Entrevistas com dezenas de dirigentes e atletas do movimento olímpico revelaram que a agência mundial de combate ao doping lidou incorretamente com acusações de corrupção generalizada, não investigou rigorosamente as denúncias e foi prejudicada por influências políticas a tal ponto que se tornou em geral ineficaz em sua missão de proteger a integridade do esporte.

Múltiplos alertas sobre a Rússia, entre os quais o e-mail de Pishchalnikova, foram enviados à Wada nos últimos anos, mas a resposta da organização levou atletas e dirigentes a questionar se ela está mesmo disposta a combater o doping vigorosamente.

O órgão decisório da Wada é composto por representantes de governos e do movimento olímpico, um arranjo causador de potenciais conflitos porque os dirigentes olímpicos podem optar por não revelar transgressões de doping capazes de macular a integridade dos jogos, enquanto os representantes dos governos podem se sentir mais inclinados a proteger os atletas de seus países.
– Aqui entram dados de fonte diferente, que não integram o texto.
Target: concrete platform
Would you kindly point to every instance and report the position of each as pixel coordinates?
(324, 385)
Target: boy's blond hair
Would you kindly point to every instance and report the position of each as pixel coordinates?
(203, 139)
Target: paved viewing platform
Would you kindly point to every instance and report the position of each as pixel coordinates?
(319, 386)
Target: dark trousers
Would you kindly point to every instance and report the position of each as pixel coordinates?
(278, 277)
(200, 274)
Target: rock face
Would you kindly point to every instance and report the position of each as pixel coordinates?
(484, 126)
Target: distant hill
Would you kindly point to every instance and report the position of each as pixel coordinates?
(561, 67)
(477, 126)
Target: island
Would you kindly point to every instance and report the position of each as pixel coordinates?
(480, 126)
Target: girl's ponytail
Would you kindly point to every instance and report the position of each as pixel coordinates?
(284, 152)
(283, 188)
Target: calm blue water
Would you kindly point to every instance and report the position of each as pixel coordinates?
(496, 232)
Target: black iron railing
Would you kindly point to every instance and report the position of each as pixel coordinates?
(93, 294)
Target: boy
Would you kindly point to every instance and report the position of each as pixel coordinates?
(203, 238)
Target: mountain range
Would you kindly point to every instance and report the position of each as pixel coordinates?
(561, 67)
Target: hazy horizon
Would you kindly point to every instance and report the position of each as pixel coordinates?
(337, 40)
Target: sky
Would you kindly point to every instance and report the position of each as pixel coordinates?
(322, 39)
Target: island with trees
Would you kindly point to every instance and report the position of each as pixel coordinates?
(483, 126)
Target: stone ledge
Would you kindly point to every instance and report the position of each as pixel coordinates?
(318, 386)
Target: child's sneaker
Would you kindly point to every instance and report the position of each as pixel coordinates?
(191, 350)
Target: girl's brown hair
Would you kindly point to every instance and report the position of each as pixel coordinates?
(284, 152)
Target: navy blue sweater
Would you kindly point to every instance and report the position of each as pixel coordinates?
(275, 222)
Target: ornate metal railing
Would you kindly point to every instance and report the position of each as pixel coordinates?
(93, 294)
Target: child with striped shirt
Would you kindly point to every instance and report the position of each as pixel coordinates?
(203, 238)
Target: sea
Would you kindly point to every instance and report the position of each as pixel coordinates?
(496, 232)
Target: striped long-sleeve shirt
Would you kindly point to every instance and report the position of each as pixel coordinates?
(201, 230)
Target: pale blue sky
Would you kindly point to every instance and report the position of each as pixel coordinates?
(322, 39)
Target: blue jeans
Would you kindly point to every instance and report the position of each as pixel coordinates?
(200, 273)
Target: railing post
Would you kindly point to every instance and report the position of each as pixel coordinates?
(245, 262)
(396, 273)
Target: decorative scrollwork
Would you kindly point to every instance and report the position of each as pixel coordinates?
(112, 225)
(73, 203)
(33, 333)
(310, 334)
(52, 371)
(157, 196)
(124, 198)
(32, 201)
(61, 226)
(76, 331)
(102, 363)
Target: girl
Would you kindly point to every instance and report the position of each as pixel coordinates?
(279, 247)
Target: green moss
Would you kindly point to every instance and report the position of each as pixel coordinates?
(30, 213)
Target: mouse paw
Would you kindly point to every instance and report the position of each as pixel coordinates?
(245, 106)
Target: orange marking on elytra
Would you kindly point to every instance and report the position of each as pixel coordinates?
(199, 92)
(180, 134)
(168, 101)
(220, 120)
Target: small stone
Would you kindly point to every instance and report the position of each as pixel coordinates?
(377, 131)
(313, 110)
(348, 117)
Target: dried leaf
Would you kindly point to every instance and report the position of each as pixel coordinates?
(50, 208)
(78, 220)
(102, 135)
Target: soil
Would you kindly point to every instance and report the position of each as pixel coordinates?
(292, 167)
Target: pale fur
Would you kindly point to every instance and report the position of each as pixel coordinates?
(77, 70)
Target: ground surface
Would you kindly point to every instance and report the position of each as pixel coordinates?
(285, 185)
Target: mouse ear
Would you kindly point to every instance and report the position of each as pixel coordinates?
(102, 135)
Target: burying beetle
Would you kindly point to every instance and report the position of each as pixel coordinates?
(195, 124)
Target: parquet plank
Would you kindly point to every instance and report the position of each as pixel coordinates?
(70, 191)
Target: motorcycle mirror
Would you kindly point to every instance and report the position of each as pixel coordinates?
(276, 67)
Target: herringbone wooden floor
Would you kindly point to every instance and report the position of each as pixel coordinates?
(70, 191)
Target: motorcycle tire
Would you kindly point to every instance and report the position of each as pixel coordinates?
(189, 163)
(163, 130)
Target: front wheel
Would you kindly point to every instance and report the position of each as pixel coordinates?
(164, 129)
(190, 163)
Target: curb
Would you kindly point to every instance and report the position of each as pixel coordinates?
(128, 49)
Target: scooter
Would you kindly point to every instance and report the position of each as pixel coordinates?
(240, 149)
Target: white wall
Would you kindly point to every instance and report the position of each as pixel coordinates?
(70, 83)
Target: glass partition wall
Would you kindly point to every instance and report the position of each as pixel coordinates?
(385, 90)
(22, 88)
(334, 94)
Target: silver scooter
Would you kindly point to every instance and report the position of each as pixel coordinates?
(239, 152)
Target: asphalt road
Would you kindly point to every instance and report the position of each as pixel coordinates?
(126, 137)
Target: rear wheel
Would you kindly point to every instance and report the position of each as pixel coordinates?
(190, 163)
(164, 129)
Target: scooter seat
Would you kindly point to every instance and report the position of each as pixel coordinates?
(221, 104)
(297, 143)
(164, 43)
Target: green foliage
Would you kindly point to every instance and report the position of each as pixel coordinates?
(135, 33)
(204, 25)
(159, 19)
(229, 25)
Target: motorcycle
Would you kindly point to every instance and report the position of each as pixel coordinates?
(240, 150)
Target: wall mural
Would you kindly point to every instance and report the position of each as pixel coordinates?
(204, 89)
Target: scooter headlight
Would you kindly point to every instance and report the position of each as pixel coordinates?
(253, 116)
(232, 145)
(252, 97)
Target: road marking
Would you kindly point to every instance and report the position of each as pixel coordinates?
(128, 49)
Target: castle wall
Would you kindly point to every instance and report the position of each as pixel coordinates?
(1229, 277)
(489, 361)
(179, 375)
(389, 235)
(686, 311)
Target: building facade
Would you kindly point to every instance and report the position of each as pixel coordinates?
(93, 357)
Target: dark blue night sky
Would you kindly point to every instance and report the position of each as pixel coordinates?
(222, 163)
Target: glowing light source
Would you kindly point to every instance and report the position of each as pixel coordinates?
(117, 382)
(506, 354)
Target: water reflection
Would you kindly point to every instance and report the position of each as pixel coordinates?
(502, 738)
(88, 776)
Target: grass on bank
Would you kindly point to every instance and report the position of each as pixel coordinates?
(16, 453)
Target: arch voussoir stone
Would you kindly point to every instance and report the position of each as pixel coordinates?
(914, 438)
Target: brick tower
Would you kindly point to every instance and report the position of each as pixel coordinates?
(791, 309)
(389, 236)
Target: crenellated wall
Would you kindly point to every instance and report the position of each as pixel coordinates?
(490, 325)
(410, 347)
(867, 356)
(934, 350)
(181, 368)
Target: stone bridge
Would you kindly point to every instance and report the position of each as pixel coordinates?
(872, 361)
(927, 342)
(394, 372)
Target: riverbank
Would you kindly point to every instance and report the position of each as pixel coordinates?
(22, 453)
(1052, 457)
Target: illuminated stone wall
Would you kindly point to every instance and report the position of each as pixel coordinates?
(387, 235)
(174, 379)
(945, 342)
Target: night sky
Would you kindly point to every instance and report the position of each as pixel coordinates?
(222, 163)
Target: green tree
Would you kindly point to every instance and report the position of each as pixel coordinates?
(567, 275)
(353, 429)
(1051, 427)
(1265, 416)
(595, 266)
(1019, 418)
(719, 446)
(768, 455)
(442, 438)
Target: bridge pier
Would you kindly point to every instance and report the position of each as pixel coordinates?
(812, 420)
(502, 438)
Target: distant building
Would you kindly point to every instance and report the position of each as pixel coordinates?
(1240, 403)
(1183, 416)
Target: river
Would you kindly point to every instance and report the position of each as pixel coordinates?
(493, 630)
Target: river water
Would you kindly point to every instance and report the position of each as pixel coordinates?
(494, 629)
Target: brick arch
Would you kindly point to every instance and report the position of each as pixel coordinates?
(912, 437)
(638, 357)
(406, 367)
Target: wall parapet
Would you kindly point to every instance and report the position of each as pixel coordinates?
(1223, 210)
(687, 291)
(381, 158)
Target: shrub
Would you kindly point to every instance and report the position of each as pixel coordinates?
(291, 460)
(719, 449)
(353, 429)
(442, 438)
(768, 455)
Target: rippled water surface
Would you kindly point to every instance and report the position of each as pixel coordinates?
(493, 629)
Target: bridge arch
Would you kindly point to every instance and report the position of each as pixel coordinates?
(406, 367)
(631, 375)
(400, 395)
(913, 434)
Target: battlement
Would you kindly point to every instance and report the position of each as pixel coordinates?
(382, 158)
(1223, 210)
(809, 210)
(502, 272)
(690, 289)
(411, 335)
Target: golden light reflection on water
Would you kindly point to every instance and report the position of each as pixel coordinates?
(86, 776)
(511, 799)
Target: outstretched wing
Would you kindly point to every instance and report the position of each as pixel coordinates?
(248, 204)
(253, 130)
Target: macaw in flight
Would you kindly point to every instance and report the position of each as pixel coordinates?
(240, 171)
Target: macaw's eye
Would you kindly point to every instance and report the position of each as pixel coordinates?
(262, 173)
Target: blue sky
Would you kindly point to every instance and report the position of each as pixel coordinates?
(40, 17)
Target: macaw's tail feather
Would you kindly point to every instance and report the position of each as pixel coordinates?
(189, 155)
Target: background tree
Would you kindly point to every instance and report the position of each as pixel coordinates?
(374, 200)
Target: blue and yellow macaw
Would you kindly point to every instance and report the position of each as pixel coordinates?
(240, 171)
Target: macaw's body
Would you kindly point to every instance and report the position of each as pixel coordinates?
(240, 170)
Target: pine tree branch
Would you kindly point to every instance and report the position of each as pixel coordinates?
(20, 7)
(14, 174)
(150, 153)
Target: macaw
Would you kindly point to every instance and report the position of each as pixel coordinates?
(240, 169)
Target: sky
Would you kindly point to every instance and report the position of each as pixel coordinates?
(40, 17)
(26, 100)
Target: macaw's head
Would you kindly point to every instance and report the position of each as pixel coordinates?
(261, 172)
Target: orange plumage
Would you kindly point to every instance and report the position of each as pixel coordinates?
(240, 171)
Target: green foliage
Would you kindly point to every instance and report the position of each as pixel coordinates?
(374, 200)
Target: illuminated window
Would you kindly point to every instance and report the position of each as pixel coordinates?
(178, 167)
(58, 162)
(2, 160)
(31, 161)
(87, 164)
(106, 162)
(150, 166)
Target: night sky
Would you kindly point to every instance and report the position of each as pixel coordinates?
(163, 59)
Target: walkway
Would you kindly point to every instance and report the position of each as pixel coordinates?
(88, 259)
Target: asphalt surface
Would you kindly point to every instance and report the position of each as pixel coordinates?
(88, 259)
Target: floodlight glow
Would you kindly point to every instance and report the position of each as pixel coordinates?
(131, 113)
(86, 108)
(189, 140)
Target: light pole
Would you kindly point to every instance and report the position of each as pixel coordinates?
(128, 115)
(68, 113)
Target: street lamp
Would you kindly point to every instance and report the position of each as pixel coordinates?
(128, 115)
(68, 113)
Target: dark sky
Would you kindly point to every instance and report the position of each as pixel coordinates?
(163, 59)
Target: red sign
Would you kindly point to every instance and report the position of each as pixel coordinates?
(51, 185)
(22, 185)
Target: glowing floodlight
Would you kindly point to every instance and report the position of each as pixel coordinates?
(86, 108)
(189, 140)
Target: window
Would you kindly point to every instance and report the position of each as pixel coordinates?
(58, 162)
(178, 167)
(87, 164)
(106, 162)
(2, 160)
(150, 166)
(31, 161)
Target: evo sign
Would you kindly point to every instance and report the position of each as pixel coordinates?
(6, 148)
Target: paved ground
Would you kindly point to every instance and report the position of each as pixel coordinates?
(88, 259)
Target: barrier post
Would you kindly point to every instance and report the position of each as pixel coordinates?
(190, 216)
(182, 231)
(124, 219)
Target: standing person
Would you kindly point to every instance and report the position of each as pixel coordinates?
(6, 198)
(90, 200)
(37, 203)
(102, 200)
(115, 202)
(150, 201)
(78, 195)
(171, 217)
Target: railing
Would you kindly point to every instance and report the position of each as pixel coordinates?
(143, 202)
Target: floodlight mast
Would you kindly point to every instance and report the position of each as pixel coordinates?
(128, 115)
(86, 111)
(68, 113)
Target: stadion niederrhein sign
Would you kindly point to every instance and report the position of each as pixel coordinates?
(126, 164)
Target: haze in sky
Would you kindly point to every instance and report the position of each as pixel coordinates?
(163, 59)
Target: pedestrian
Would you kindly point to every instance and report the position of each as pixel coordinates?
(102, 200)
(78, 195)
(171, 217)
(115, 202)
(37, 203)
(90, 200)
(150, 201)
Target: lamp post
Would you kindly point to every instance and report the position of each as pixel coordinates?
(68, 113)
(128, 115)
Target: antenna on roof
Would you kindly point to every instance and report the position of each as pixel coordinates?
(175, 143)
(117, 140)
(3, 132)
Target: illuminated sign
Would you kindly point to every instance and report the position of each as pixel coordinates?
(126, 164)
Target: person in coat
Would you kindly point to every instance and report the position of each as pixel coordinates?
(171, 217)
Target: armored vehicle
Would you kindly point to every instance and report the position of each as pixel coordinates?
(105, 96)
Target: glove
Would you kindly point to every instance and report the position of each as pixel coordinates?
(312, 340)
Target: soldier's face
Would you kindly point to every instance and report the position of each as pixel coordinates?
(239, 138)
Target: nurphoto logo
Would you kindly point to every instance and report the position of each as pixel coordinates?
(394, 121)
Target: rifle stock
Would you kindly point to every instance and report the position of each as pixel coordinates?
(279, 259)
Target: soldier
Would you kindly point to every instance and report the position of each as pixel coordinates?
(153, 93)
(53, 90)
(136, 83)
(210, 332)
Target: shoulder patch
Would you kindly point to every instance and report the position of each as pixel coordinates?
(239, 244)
"Há conflitos de todos os lados", disse Adam Pengilly, atleta olímpico britânico que é parte da comissão de atletas do Comitê Olímpico Internacional (COI).

Alguns dirigentes da Wada defenderam a condução da agência quanto às acusações de doping contra a Rússia. Eles afirmam que seus poderes de combater o doping são limitados, os recursos não são vastos e, até recentemente, a responsabilidade pela condução de investigações não era claramente definida. Mas outros dirigentes e atletas expressaram uma crescente desconfiança quanto à liderança da agência e a preocupação de que ela tenha desconsiderado sua responsabilidade de garantir uma competição limpa.

"O doping sistemático da parte da Rússia vem sendo divulgado pela Wada como notícia sensacional, e não é esse o caso", disse Arne Ljungqvist, antigo comissário médico do COI e da Associação Internacional de Federações de Atletismo (Aifa), a organização que comanda o atletismo mundial.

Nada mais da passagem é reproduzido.